Honourable Friends by Caroline Lucas is a tour through her experience as a Green Party MP over the last five years and a look at the work she’s tried to progress.
Part of the book describes what it was like to enter Westminster when Lucas was first elected, with no party machinery in place to support her and no experience of the strange traditions of the place. Part of the book is a discussion about the change Lucas wants to see in both policy and procedure. A chapter is devoted to subjects like the environment, the NHS, housing and foreign policy. Lucas describes how she’s worked to find support from MPs in all parties and where she’s succeeded or failed. She points out how some of the ‘quaint’ archaic traditions of the British parliament hold back progress and block democracy. For example, Lucas talks about how voting works and how the process gets in the way of MPs giving votes serious consideration, or about how MPs are appointed to committees or reviews and how knowledge and experience is seen as unnecessary.

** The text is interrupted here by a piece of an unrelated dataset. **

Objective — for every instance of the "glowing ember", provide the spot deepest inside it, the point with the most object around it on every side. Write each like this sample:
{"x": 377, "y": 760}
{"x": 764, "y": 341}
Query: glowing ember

The book has a tone of ‘if people could just see how dangerous these policies are, they’d all change their minds’, a kind of bafflement that anyone could think austerity was a good idea. I’m not sure it’s a sophisticated persuasion technique, but I suspect Lucas is preaching to the converted with this book.
If you’re interested in the mechanics of how politics is done in the UK, or how democracy is expanded or contracted, then there is a lot of detail in here. Lucas’ style is conversational and it’s an easy read. I enjoyed it.
I’ve been reading a lot of non-fiction lately. Sometimes I don’t notice until I write my reviews. A Great and Terrible King: Edward I and the Forging of Britain by Marc Morris is an historical biography of Edward I, king of England 1272 – 1307.
Historical biographies are as much about the social and political landscape of the times as they are about the person at the centre of the story. Which is why I will read historical biographies but have very little patience with contemporary ones. But give me a bit of medieval history and I’m happy.
Given that Edward didn’t become King until he was thirty-three and the book starts with his birth, it also covers the second half of his father’s reign. Henry III, by contrast, came to the throne at the age of nine. The two men were of very different character, which provides a nice ‘compare and contrast’ element to the story.
What comes across was that Edward I was an effective king. Many of the things he did were questionable by modern standards, such as his treatment of the Jews or of the conquered Welsh, but he wouldn’t have been judged as harshly by his contemporaries. There is some interesting discussion on the changes in the moral climate and I liked that Morris didn’t excuse or gloss over anything while at the same time put his actions in context. It’s a fine line to walk.
The book also highlights how hard it is to judge an entire life. Edward I did more than any other medieval English king to create the modern kingdoms that form Britain. And we still live with the legacy of that today. He was an action-hero figure of a king, constantly on the move and almost permanently at war. His expertise at diplomacy was a bit patchier; sometimes he seemed to have a golden touch and at others everything went to pieces.
There is much more to Edward I than being the villain of Braveheart. This was a fascinating read, I learnt a lot, and I really enjoyed it.